On Friday last week, the appointment of the lightweight Alok Sharma as the new President of COP26 was met with a mixture of bafflement and consternation from the NGO community. With Sharma simultaneously serving as Secretary of State at BEIS, and taking into account his wretched track record on the votes he’s cast on climate issues over the last few years, this seems like an absurd appointment.

Meanwhile, one of the most exciting climate initiatives here in the UK – the Climate Assembly – continues to make good progress. This is possibly because the UK Government has had literally nothing to do with it. The Assembly is a parliamentary initiative, set up last year by the Chairs of six Select Committees as a direct consequence of Parliament having declared a Climate Emergency last year, and then passed into law the target of achieving Net Zero emissions by 2050.

This is a genuinely innovative endeavour, involving a small number of carefully-selected individuals (110 of them) to come up with advice for the six Select Committees on how best to ensure the UK delivers on that statutory target of Net Zero by 2050.

They’re not there to discuss the science of climate change (that’s considered to be ‘settled’), which avoids the usual phoney debates. Instead, they’ve been asked to focus on the most significant areas of concern – home energy, transport, consumption, food and farming, which were described as the most ‘relatable elements’ in any low carbon transition – in order to feed conclusions back into the respective Select Committees in April/May.

I was invited to be an ‘Observer’ on the first weekend of the Assembly.
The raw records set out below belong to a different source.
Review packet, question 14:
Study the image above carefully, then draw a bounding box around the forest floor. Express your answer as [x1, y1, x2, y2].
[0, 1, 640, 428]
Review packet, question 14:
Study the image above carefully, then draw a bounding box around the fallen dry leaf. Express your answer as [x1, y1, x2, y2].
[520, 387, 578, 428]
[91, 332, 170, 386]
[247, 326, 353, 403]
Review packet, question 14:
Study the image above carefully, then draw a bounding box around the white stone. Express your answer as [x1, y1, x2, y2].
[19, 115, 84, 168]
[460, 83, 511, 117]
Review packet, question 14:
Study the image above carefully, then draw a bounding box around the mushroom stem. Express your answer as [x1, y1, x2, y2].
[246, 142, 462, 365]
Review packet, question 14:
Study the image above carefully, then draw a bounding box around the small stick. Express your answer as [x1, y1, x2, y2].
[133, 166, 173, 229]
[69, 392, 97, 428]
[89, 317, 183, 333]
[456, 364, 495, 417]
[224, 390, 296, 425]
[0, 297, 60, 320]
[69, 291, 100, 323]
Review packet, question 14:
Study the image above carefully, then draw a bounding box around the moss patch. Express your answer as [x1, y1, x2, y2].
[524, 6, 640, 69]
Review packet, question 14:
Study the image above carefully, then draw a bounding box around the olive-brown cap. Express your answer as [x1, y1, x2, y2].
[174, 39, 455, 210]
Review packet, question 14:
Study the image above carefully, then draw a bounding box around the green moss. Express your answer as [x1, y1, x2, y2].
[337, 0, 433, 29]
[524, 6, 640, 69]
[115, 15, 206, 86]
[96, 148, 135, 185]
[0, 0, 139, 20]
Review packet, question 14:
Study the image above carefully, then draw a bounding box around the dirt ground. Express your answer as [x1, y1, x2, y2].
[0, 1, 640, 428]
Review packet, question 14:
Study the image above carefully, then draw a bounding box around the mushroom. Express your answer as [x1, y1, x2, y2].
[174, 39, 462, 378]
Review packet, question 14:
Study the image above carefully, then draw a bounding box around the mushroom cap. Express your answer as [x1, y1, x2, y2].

To be honest, it was a bit of an odd experience, as both Observers and media were corralled into separate zones to make sure that we didn’t have any contact with any Assembly Members! We were not allowed to listen in on any of the Round Table discussions, just the plenaries. These were good – with excellent inputs from various experts – and with a surprisingly high level of knowledge emerging in the Q&A sessions.
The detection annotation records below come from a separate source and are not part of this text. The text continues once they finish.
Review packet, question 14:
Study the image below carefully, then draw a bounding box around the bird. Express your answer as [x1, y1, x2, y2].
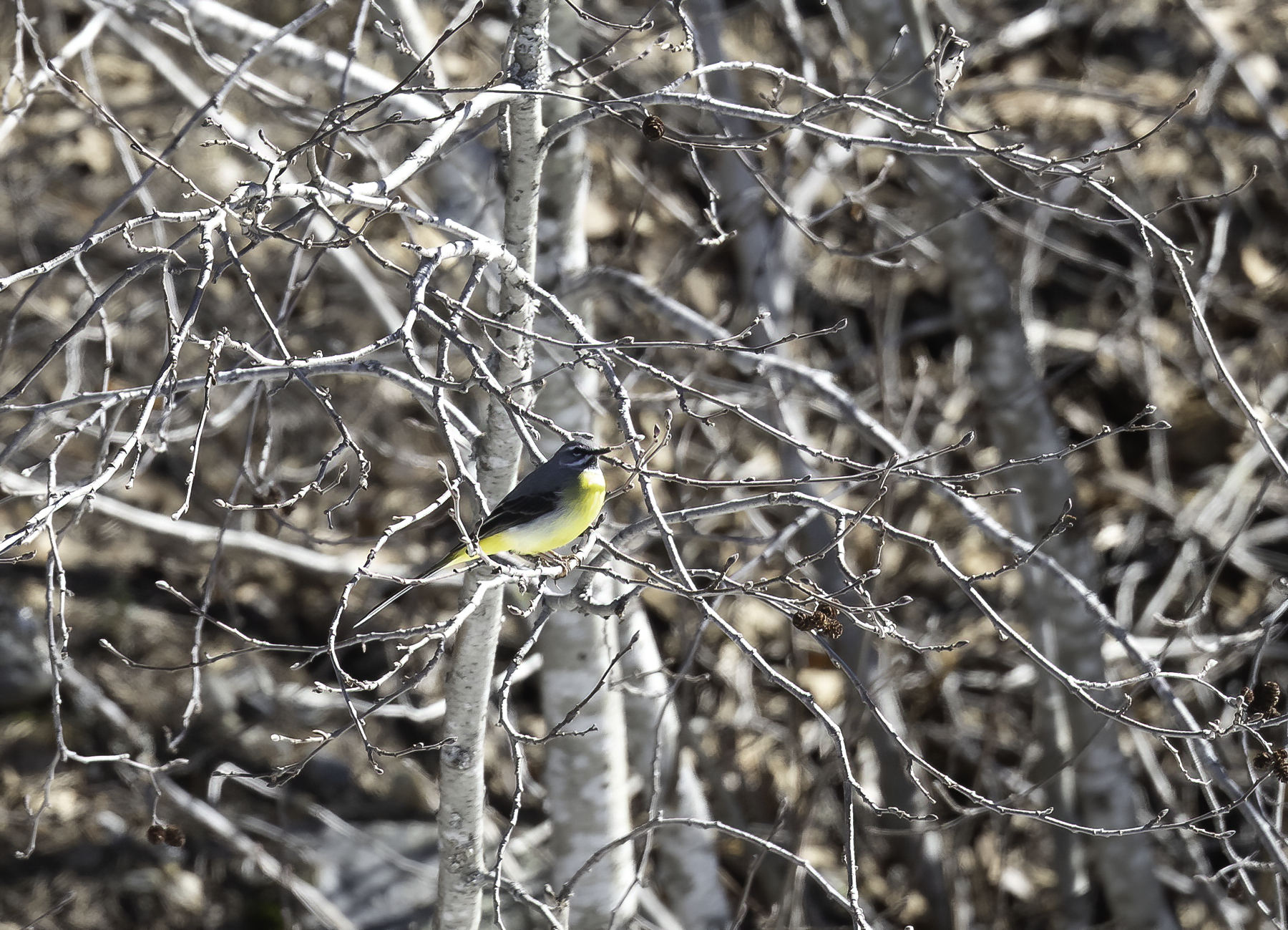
[358, 440, 610, 625]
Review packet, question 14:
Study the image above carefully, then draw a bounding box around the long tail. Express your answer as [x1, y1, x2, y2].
[353, 546, 474, 629]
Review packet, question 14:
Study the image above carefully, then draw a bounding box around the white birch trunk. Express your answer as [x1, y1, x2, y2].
[538, 5, 635, 930]
[436, 0, 550, 930]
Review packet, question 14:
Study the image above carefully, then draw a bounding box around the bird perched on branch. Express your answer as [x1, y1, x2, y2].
[425, 440, 608, 576]
[358, 440, 608, 626]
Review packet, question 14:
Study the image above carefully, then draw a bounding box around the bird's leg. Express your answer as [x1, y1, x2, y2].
[537, 553, 578, 578]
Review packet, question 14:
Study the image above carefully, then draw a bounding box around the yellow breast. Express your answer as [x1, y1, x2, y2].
[484, 466, 605, 555]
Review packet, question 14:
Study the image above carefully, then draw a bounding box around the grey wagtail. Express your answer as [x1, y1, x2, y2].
[358, 440, 609, 625]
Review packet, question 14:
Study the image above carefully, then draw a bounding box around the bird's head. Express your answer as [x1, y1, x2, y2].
[550, 440, 609, 469]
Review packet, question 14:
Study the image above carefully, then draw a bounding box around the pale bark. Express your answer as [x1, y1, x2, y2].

I hope that doesn’t sound patronising. But the whole point of an exercise of this kind is to get way beyond the usual suspects involved in the climate debate. The ‘sortition process’ is therefore crucial. The invitation to take part was issued to 30,000 randomly selected citizens, of whom 2,000 responded positively. This was then boiled down to the 110 individuals (courtesy of some sophisticated algorithm!), selected on age, gender, ethnicity, education, location and ‘level of concern about climate change’ criteria. This ensures that the 110 accurately reflect the demographic profile of UK citizens, as revealed through regular polling by Ipsos MORI.

As it happens, the 17.2% of Assembly Members who self-declared to be either ‘not very concerned’ or ‘not at all concerned’ about climate change is rather more than the 14.4% in the most recent Ipsos MORI poll. And the 49% of Assembly Members self-declaring as ‘very concerned’ is slightly less than the 51% in the Ipsos MORI poll. The credibility of the Assembly’s findings depends on its representativeness – which probably explains why they’ve weighted things slightly in this direction.

As to the Assembly itself, it’s a demanding process, with three weekends of intense discussion in Birmingham before a final weekend formulating their advice and recommendations for parliamentarians. There’s a massive amount to take in – and I was a bit astonished to sit in on the session designed to look at the sort of principles that should underpin policymaking, opening up a discussion about things like ‘intergenerational justice’, ‘co-benefits and trade-offs’, ‘the precautionary principle’, ‘distributional fairness’, and so on! This is pretty sophisticated stuff – even for those who spend a lot of their lives in these thickets!

Inevitably, I couldn’t help but detect some bias in the policy mix: nuclear was still advanced as a legitimate low-carbon technology alongside renewables, without so much as a passing reference to the economic absurdities associated with Hinkley Point, imposing massive additional costs on consumers. And there was a lot of emphasis on Carbon Capture and Storage, despite the fact that this inefficient, hugely expensive, carbon-intensive technology has an extraordinarily limited operational track record.

The third weekend is taking place in Birmingham at the end of this month. I really wish Assembly Members well in their deliberations – in the same vein as David Attenborough did, so eloquently, on their first evening together. There’s a lot riding on this Climate Assembly – not least in terms of the encouragement it can provide for our parliamentarians to get on and raise their game in terms of our collective response to the Climate Emergency.

And that, in turn, might help persuade the Government to raise its game, by focusing first and foremost on ensuring that COP26 is a real success. I am, however, far from sanguine on that front.